Mais, dès 1668, l'oeuvre était en réalité accomplie, et avec les débris de 80 petites propriétés, soit en portions déterminées, comme au Petit-Tallot, soit indivises comme aux Beaugets, les gros marchands de Gien étaient parvenus à fonder deux grandes fermes agglomérées, d'une importance de 120 à 150 hectares chacune, qui existent encore aujourd'hui entre les mains de leurs descendants. (NDLR : en 1875)
...De temps à autre quelque famille vendait sa part et ses droits pour aller s'établir ailleurs; plusieurs fois, même, nous voyons mentionner des maisonnettes abandonnées et en débris. C'est en cet état que les Beaugets furent atteints par la dislocation et par la ruine; et je n'ai pas besoin de vous rappeler les détails qui sont encore présents à votre esprit, pour vous faire comprendre comment la loi et la coutume des partages successoraux influèrent d'une manière puissante et désastreuse sur cette malheureuse destinée. A la suite des dernières expropriations, tous les Beauget quittèrent si parfaitement la contrée, qu'on ne trouve plus ensuite aucune trace de leur nom; ils se dispersèrent, de côté et d'autre, et après avoir consommé le mince produit de leurs parts successorales, ces hommes sont nécessairement devenus la souche de beaucoup de malheureux journaliers qui ont vécu désormais sans traditions, sans foyers, au hasard des circonstances, ayant peut-être même perdu jusqu'à leur nom patronymique sous quelque sobriquet de hasard. Aujourd'hui toutes les maisonnettes ont disparu, les fossés qui clôturaient les petits jardins sont comblés, le souvenir, la trace même de toutes ces familles qui formaient un hameau joyeux sont effacés ; au milieu du Grand Pâtis désert, s'élève solitaire la grande ferme qui a remplacé le manoir rustique du chef des paysans, dont il ne reste plus que l'énorme grange en bois, à travers laquelle les vents d'hiver sifflent depuis des siècles, sans pouvoir la renverser ! ..."

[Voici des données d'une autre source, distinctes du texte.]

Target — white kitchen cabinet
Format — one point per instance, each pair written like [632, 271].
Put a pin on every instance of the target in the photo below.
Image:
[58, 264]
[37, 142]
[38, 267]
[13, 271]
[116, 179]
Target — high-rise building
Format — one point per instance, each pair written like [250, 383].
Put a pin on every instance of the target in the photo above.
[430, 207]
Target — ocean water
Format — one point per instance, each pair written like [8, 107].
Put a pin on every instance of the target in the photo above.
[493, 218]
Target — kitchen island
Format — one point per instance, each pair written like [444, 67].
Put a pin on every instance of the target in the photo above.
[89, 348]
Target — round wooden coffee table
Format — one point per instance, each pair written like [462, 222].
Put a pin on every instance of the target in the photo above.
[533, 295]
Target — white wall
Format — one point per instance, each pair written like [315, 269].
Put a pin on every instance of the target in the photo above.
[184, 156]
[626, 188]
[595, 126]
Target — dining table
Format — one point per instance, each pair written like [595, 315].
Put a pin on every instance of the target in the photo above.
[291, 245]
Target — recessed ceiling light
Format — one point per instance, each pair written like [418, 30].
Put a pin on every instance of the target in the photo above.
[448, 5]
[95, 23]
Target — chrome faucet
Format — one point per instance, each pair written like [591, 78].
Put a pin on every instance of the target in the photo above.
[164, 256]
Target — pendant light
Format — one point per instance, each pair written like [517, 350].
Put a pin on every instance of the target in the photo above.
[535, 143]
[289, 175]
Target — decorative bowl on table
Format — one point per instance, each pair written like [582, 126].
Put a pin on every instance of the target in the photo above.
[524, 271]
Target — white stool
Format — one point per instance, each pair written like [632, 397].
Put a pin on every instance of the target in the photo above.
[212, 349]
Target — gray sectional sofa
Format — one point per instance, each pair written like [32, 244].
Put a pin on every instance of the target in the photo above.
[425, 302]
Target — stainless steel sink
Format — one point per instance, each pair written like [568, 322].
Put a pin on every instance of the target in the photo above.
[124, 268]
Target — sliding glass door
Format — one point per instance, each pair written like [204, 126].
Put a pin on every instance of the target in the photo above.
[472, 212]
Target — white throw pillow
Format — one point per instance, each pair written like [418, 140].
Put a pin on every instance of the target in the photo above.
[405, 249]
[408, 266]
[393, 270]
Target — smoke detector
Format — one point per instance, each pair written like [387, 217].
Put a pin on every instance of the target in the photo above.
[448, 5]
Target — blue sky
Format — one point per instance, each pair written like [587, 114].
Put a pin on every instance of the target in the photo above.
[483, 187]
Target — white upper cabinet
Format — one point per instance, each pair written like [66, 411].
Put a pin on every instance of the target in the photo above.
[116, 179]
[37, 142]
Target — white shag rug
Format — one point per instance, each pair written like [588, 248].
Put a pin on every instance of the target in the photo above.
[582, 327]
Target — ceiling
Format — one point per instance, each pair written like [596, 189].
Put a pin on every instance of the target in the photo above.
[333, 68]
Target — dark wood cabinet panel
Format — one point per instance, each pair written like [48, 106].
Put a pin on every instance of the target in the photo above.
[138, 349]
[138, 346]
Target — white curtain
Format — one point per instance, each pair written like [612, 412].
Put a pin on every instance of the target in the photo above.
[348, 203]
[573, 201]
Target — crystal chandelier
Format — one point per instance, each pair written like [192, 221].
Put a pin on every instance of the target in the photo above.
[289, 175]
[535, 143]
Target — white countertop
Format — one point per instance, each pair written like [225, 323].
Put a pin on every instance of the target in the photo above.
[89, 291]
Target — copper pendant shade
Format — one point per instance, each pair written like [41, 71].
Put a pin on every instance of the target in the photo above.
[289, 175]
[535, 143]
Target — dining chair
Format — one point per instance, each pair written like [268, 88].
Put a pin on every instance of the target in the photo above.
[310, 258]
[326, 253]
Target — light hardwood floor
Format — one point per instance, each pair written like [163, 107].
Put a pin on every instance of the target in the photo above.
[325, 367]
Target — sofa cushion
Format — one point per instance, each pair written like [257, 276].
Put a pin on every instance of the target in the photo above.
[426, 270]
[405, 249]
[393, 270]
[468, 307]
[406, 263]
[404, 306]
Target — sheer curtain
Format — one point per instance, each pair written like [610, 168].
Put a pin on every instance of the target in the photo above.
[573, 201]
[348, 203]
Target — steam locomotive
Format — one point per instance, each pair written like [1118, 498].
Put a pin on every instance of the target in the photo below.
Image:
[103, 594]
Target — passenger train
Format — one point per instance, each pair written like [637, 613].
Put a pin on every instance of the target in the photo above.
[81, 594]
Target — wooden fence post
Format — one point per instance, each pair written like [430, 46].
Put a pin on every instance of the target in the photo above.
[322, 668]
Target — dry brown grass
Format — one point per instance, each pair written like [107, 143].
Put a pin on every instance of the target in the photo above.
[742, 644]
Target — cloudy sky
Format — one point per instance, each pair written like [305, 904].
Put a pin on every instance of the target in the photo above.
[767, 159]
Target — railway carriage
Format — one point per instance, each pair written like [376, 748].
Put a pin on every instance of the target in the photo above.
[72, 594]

Après le décès de François Rameau de St Père en 1899, suivi de celui de son épouse en 1926, la tradition séculaire s'est finalement interrompue. Le domaine qui fit l'objet d'un inventaire en Juin 1900 pour un total de 526 ha, fut scindé entre leurs trois filles, intégrant les familles Decencière-Ferrandière, Milou et Dubois de la Sablonière.
La plus part des possessions ont depuis été vendues au cours du 20e, seuls les Beaugets, soit environ 122 ha, font encore partie, en ligne indirecte, du patrimoine familial hérité.